The New York State comptroller's office has determined that the Mastic Beach Village Board is not adequately informed of the village's fiscal affairs and has outlined recommendations for improvement.
Among other findings, the audit, released earlier this month, discovered that $48,585 in credit card expenses were made without proper documentation.
"This increases the risk that the village may pay for purchases that are not valid village expenses," the audit from the office of Thomas DiNapoli concluded.
The audit also said that a former village treasurer did not provide board members with financial information such as budget status reports. In May, the village announced that James Olivo, a veteran Nassau County auditor and former president of New York State's Government Finance Officers Association, was named the fourth treasurer since the municipality incorporated in 2010.
The audit said the former treasurer didn't propose budget modifications, and only signed three of 454 checks that were reviewed during the audit, which covered the period from June 1, 2012, to Nov. 30, 2013. As a result, the report said, the village board was not adequately informed of municipal fiscal affairs.
Mastic Beach had an operating budget of $3.7 million last year compared with $4.2 million this year.

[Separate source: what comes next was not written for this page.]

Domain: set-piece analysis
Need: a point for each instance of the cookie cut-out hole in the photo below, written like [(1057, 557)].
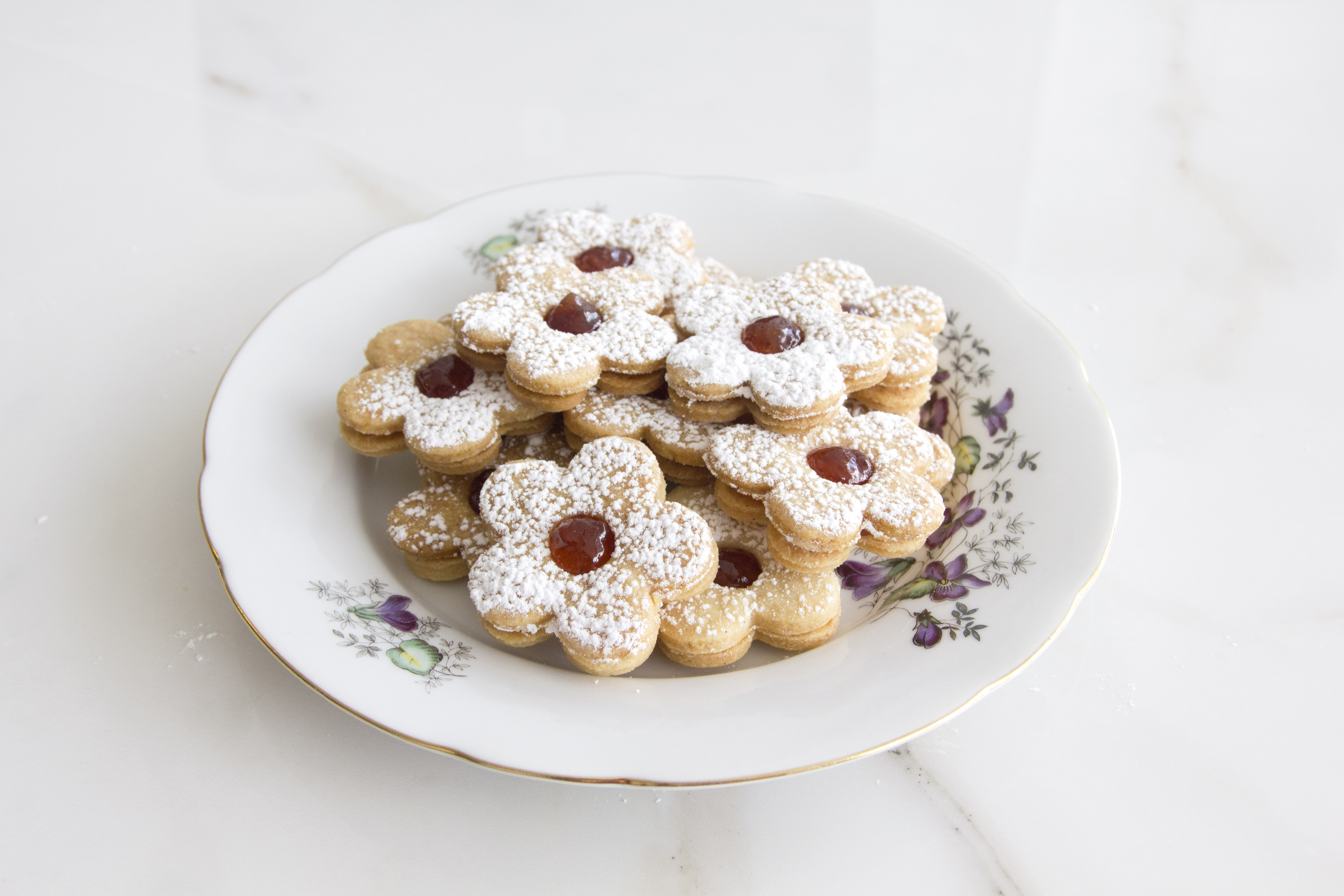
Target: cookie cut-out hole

The audit said the former treasurer issued six petty cash checks during the audit period totaling $1,814. None of the checks and supporting documentation were presented to the board for review, the report read. Further, he failed to obtain adequate documentation to support petty cash reimbursements, the report said.
"Disbursing funds without first obtaining properly itemized receipts to ensure that payments were for legitimate village purposes does not adequately safeguard village" money, the report read.

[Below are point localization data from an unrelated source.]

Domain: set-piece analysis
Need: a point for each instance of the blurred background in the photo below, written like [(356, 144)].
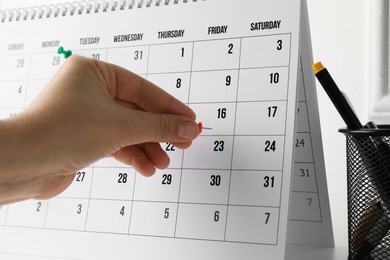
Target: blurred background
[(350, 38)]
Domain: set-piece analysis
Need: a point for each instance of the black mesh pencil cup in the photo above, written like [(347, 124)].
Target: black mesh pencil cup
[(368, 180)]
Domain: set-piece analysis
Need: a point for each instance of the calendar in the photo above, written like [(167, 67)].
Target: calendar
[(252, 183)]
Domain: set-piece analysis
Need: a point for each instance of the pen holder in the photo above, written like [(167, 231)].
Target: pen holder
[(368, 181)]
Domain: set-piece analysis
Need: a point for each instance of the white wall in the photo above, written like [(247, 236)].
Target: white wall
[(339, 36)]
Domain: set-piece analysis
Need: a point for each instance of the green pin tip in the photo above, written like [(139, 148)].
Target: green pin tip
[(66, 53)]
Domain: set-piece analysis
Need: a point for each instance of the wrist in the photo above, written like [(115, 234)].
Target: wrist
[(21, 153)]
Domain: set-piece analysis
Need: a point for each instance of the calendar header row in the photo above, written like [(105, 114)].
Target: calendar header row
[(125, 36)]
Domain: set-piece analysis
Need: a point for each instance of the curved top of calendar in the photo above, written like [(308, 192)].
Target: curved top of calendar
[(79, 8)]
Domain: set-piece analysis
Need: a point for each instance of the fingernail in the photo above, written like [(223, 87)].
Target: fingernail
[(188, 130)]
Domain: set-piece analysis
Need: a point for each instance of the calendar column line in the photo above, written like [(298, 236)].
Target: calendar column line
[(182, 157), (89, 197), (132, 201), (285, 129), (234, 133), (135, 172)]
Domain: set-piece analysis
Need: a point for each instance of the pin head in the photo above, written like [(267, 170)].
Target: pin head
[(66, 53)]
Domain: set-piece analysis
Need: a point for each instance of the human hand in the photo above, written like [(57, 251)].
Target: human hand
[(90, 110)]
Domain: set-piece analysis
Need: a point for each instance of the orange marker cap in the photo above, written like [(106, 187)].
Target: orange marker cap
[(200, 127)]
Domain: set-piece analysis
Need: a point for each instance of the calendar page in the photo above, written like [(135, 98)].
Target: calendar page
[(310, 219), (235, 63)]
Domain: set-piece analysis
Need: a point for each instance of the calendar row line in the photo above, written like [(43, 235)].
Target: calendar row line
[(217, 186), (243, 85), (208, 222), (260, 51)]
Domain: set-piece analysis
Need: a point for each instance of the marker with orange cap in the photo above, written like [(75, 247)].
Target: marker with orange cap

The comptroller's office recommended that Olivo provide the board with detailed monthly financial reports containing cash balances, all cash receipts, a fund balance projection, disbursements and a comparison of revenue and expenditures.
Mastic Beach agreed with the recommendations. In its Aug. 5 response, the board wrote that Olivo has "extensive knowledge of village financial systems," and that a review of its financial policies had already begun by establishing a petty cash fund. The board said that "further internal controls will be implemented to safeguard disbursements."